Fazer com que os autômatos tenham mãos versáteis, como as dos humanos, é um desafio entre os profissionais da robótica. Resultados de dois estudos divulgados neste mês sinalizam avanços nessa área. Uma equipe da Espanha desenvolveu o primeiro protótipo de dedos adaptáveis altamente articulados e capazes de girar em torno do próprio eixo. Já cientistas dos Estados Unidos criaram um sistema de injeção a ar que permitirá com que as máquinas tenham um "toque suave".
"Os robôs rígidos tradicionais não conseguem segurar sua mão e permitir que você se mova para algum lugar sem quebrar o pulso. Eles não são feitos naturalmente para interagir com as coisas macias, como humanos ou tomates", explica, em comunicado, Pierre-Thomas Brun, professor-assistente de engenharia química e biológica da Universidade de Princeton e pesquisador-chefe do estudo, apresentado na revista Nature.

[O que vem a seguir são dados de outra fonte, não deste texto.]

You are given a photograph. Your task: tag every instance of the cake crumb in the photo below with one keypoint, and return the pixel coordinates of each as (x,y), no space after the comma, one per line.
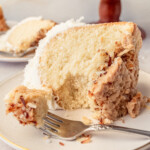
(62,144)
(147,107)
(86,120)
(83,139)
(47,139)
(122,120)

Uma das dificuldades em projetos de criação de robôs macios é controlar como eles se esticam e deformam, o que determina como se movem. Todos os autômatos têm componentes que causam movimentos, os chamados atuadores. Ao contrário das máquinas rígidas que se movem de maneiras fixas dependendo de suas juntas, os materiais em robôs macios têm o potencial de se mover e se expandir em um número infinito de maneiras.
A fundição de bolhas oferece uma maneira simples e flexível de criar atuadores para robôs macios usando regras básicas da mecânica: a física dos fluidos. O método usa um polímero líquido, chamado elastômero, que, ao ser curado, se transforma em um material elástico e emborrachado. Esse polímero líquido pode ser injetado em um molde simples, como um canudo, ou em uma forma mais complexa, como uma espiral.
Quando se injeta ar no elastômero, cria-se uma bolha longa em todo o comprimento do molde. Graças à gravidade, a bolha sobe lentamente até o topo, ao mesmo tempo em que o polímero líquido é drenado para o fundo. Depois que ele endurece, pode ser removido do molde e inflado com ar, o que faz com que o lado fino, com a bolha de ar, se estique e se enrole na base mais espessa.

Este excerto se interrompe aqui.